In both research and application, we need to manipulate data frames by selecting desired columns, filtering records, transforming and aggregating data.
R provides built-in functions for data frame manipulation. Suppose df
is the data frame we are dealing with. We use df[1:100,]
to select the first 100 rows, df[,c("price","volume")]
to select price
and volume
columns, df[df$price >= mean(df$price),]
to single out records with prices no less than their average, transform(df, totalValue=price*volume)
to add a new column totalValue
for each record, apply(df,2,mean)
to calculate the mean of each column.
However, if we want to do something more, together, the R code will be totally a mess. Say we want to sort df
by a new column totalValue
, which equals price
times volume
, and then average the price
and totalValue
columns for the top 20 records. The R code, if written in several lines, can be this:
df$totalValue <- df$price * df$volume
df.sorted <- df[order(df$totalValue,decreasing=T),]
df.subset <- df.sorted[1:20,c("price","totalValue")]
apply(df.subset,2,mean)
The above code introduces several intermediary variables. If we want to do more with the built-in functions, the code will quickly be unreadable.
In the realm of database, people already have a decent solution to regular data manipulation. It is a language called SQL (Structured Query Language). You can write SQL as English-like statements to query the database in order to finish all tasks mentioned above, including doing much more complex tasks, together, even in one line. SQL boosts how people interact with data. If you are not familiar with it, you may learn some essentials here.
sqldf
package provides an interface between SQLite memory database and R through SQL. You even don’t need to know database stuff since this package makes everything happen in the back-stage. With this package, you only need to call sqldf()
to query a data frame in the current environment. Here you only need to know some basic SQL to begin with.

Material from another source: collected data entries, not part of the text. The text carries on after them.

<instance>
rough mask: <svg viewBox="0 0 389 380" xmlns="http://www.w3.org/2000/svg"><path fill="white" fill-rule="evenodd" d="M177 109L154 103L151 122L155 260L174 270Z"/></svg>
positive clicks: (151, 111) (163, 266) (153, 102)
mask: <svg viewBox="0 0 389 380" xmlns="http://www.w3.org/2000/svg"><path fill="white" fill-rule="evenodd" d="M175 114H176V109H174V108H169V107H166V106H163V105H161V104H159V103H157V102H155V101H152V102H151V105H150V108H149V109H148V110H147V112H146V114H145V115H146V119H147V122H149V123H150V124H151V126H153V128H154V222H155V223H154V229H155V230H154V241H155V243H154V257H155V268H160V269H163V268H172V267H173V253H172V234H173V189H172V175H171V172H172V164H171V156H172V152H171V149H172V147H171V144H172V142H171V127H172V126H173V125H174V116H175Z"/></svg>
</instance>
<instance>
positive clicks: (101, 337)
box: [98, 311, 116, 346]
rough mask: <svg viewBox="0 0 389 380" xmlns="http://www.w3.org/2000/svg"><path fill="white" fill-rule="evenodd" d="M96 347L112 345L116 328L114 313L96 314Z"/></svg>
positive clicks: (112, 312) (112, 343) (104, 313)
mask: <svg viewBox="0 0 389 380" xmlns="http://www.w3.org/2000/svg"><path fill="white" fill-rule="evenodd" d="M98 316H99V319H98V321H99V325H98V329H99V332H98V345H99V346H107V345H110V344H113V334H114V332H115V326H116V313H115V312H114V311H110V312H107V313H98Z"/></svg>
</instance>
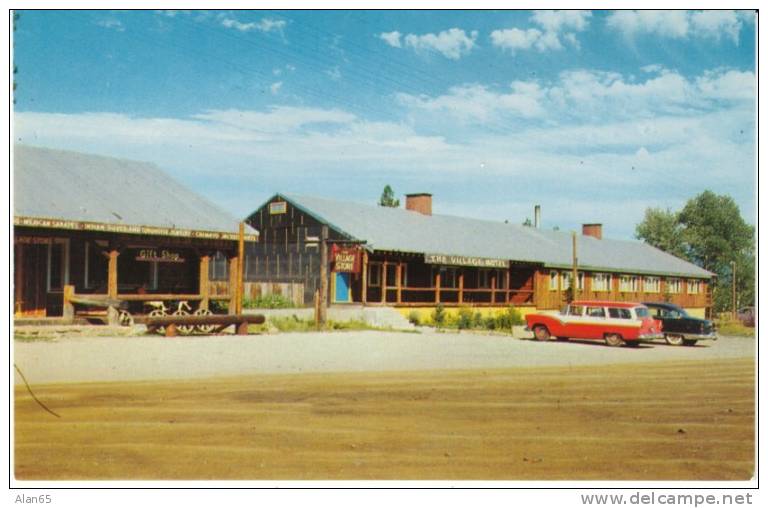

For example, if you need to select price
and volume
columns, the SQL statement should be:
SELECT price, volume FROM df
The statement looks very much like an English sentence. It’s true, and it is exactly one of the purposes for which SQL was designed. In R, sqldf
allows us to directly query df
by calling sqldf()
function:
sqldf("SELECT price, volume FROM df")
To introduce a new colume totalValue
, the SQL statement should be:
SELECT *, price * volume AS totalValue FROM df
In fact, SQL keywords (e.g. SELECT
, AS
, FROM
) are not case sensitive. You can write lower capital counterparts instead. However, R variable names are case sensitive, so you need to be careful with the cases of data frame columns.
Filtering can be very easy too. Here we use WHERE
to select records where totalValue
is no less than 3000.
SELECT *, price * volume AS totalValue FROM df WHERE totalValue >= 3000
Sorting can also be simple. Here we use ORDER BY
to sort the records by totalValue
in a descending way.
SELECT *, price * volume AS totalValue FROM df ORDER BY totalValue DESC
The code for subsetting a table is also intuitive. Here we use LIMIT
to select only the top 30 records with the highest totalValue
.
SELECT *, price * volume AS totalValue
FROM df
ORDER BY totalValue DESC
LIMIT 30
Note that we break the lines to make the statement clear. It works perfectly in the same way as a statement without line breaks.
The power of SQL may not be very clear yet, unless we combine them together. For example, if we want to finish all the tasks in the first paragraph in one SQL statement, here it is:
SELECT AVG(price), AVG(totalValue)
FROM
(SELECT *, price * volume AS totalValue
FROM df
ORDER BY totalValue DESC
LIMIT 20)
Here we embed a SQL statement inside another.
Another example is to select the top 100 records ordered by totalValue
in descending way where their prices are no less than the average price.
SELECT *, price * volume AS totalValue
FROM df
WHERE price >= (SELECT AVG(price) FROM df)
ORDER BY totalValue DESC
LIMIT 100
If you are familiar with SQL, the statement above is almost as friendly as plain English, and it does not matter whether we write it in one line or in several lines. Here we separate the different clauses in the statement for greater readability.
You may try to implement it only by built-in R functions and you will certainly find SQL a very powerful tool. Here I should remark that sqldf
is based on SQLite memory database and provides its select
functionality. Since different database engines support the standard of SQL to a different degree, we are only allowed to use the SQL-SELECT statements within the support of SQLite database engine. You may get more information here.
In conclusion, SQL is a powerful tool so that R users should pick it up. And sqldf
is the way we use this language with R to operate data frame in a more decent way. sqldf
is listed on CRAN and is hosted by GitHub. Its official website offers a comprehensive tutorial and frequently asked questions.